Like a gathering of old friends, the multiple lawyers involved in the defense and prosecution of Jordan Belfort and Stratton Oakmont – the “Wolf of Wall Street” principal and his firm – joined a law school discussion to consider and debate the case and the sex and drugs portrayed in the movie.
“The Wolf of Wall Street”, where Leonardo di Caprio, was a case of greed and excess, drugs and sex, rather than being a tale of fear and loathing. The movie played down the sex and drugs and showed the ‘pump-and-dump’ penny stock peddlers as more innocent than they were in actuality, according to Ira Sorkin, a partner at Lowenstein Sandler who represented the company during its years of investigation and litigation
Sorkin spoke at Benjamin N. Cardozo School of Law Wednesday night at a panel discussion that was a de facto reunion of lawyers who participated in the case from all sides, reported by the New York Law Journal.
One panel focused on how the Long Island brokerage firm, which defrauded investors of $200 million, was investigated and prosecuted. Another explored the company’s liquidation under the Securities Investor Protection Act.
Moderators were Kirkland & Ellis partners Jonathan Henes, who focuses on restructurings, and Robert Khuzami, a former enforcement director for the Securities and Exchange Commission.
Sorkin said he got a call from Stratton Oakmont founder Jordan Belfort—portrayed by Leonardo DiCaprio in the film—as early as 1989, when the brokerage firm had just 10 employees. Sorkin briefly sent a colleague to Long Island to advise Belfort on regulatory compliance, he said, then didn’t hear from Belfort again until Stratton Oakmont’s dealings appeared in the news in the early 1990s.
“He is a very smart individual, a tremendous salesman, very bright,” Sorkin said. “He was able to influence all the young, inexperienced people and promise them riches beyond their wildest belief.”
Unlike traditional recruitment on Wall Street, where firms seek to hire people with an established client base, Belfort wanted young people so he could teach them his methods, said Gregory Coleman, a special agent with the Federal Bureau of Investigation who investigated the company.
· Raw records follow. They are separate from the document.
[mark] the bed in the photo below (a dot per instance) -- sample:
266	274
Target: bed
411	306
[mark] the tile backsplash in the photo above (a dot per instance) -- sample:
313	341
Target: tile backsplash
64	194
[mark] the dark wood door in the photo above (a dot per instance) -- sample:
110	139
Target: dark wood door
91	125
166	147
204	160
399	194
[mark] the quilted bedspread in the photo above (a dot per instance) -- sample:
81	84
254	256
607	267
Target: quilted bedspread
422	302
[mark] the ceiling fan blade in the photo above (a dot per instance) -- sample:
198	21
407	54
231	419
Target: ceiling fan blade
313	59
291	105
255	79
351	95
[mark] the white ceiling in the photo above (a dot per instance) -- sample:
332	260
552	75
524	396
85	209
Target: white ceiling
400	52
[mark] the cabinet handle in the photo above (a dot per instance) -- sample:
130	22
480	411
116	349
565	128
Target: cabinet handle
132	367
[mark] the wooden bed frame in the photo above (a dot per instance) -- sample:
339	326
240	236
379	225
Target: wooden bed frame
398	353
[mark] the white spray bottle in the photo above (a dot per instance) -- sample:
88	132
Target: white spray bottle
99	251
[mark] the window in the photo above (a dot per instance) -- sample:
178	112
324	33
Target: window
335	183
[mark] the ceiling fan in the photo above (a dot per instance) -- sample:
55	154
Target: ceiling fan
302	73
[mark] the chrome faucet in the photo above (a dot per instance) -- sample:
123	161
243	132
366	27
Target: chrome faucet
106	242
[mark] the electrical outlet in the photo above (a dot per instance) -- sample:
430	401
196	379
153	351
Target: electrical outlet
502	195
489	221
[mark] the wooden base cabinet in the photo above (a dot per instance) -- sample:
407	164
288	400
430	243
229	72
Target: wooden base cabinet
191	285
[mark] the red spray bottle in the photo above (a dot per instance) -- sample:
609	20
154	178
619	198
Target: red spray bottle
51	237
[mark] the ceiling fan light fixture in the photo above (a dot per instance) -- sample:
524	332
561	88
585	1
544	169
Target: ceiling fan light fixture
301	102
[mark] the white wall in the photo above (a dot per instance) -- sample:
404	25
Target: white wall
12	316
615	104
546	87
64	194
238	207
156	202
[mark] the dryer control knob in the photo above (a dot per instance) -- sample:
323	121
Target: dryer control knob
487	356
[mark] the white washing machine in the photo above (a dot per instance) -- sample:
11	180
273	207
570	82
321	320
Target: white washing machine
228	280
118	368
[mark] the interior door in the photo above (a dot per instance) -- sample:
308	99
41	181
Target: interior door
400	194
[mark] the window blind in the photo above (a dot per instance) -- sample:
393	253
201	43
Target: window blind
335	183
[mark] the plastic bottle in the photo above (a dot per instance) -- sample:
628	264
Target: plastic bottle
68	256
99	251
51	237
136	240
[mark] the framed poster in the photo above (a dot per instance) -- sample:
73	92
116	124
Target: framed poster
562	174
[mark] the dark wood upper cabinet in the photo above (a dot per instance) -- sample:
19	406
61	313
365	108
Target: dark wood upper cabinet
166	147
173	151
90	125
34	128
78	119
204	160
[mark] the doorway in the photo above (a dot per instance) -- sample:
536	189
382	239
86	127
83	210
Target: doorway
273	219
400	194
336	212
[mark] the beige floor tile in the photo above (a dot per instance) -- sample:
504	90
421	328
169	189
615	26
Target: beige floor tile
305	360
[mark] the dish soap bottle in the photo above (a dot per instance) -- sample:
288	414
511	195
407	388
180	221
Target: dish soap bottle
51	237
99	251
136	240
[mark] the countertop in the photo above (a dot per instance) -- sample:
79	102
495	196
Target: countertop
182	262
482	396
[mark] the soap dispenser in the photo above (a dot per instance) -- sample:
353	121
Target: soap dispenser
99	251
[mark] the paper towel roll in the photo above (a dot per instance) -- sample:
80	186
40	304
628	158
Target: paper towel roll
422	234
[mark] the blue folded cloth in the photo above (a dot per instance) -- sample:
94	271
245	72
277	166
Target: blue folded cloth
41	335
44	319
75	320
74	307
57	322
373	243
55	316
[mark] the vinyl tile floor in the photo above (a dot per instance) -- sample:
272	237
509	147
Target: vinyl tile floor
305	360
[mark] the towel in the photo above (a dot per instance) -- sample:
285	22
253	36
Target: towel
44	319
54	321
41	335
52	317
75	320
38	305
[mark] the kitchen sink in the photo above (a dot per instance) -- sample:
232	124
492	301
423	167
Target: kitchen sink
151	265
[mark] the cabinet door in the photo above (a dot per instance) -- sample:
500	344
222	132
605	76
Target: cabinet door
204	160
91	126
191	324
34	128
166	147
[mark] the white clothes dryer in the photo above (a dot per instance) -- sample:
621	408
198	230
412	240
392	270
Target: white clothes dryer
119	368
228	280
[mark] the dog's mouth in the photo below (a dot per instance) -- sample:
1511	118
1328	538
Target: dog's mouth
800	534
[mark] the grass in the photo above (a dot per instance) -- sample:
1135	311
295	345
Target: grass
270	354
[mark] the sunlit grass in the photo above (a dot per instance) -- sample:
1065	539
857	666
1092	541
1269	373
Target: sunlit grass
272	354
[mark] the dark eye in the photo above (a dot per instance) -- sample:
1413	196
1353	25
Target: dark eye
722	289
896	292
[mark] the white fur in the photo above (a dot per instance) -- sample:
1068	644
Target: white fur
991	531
The pump-and-dump scheme worked like this: the firm controlled the supply of shares by selling a stock offering to friends of the firm at, say, $4, then buying it back at $5. Brokers would then make their pitch to clients, creating demand and artificially driving prices higher. Finally, they would dump all the firm’s shares, dragging prices back down and hurting stockholders.
“If you can control the supply, you can control the demand,” Sorkin said. “And once they control the supply, they also control the price. They’ve created a market. That’s where the fun starts.”
The “big break,” in the investigation, Coleman said, came when Belfort violated federal securities laws by setting up offshore accounts—which Sorkin called a “terrible mistake.”
“The mere issuance of stock to an offshore account was the fraud,” Coleman said. “Every single transaction from that point forward was a money-laundering violation.”
In 1999, when a judge set Belfort’s bail at $10 million, trucks pulled up at a Brooklyn courthouse to drop off $7 million in jewels and $3 million in cash, recalled Joel Cohen, a partner at Gibson Dunn & Crutcher, who prosecuted the Stratton Oakmont case as an assistant U.S. attorney for the Eastern District.
Belfort was sentenced to four years in prison for money laundering and securities fraud and served 22 months. His first book, “The Wolf of Wall Street,” came out in 2007 with a follow-up, “Catching the Wolf of Wall Street,” in 2009.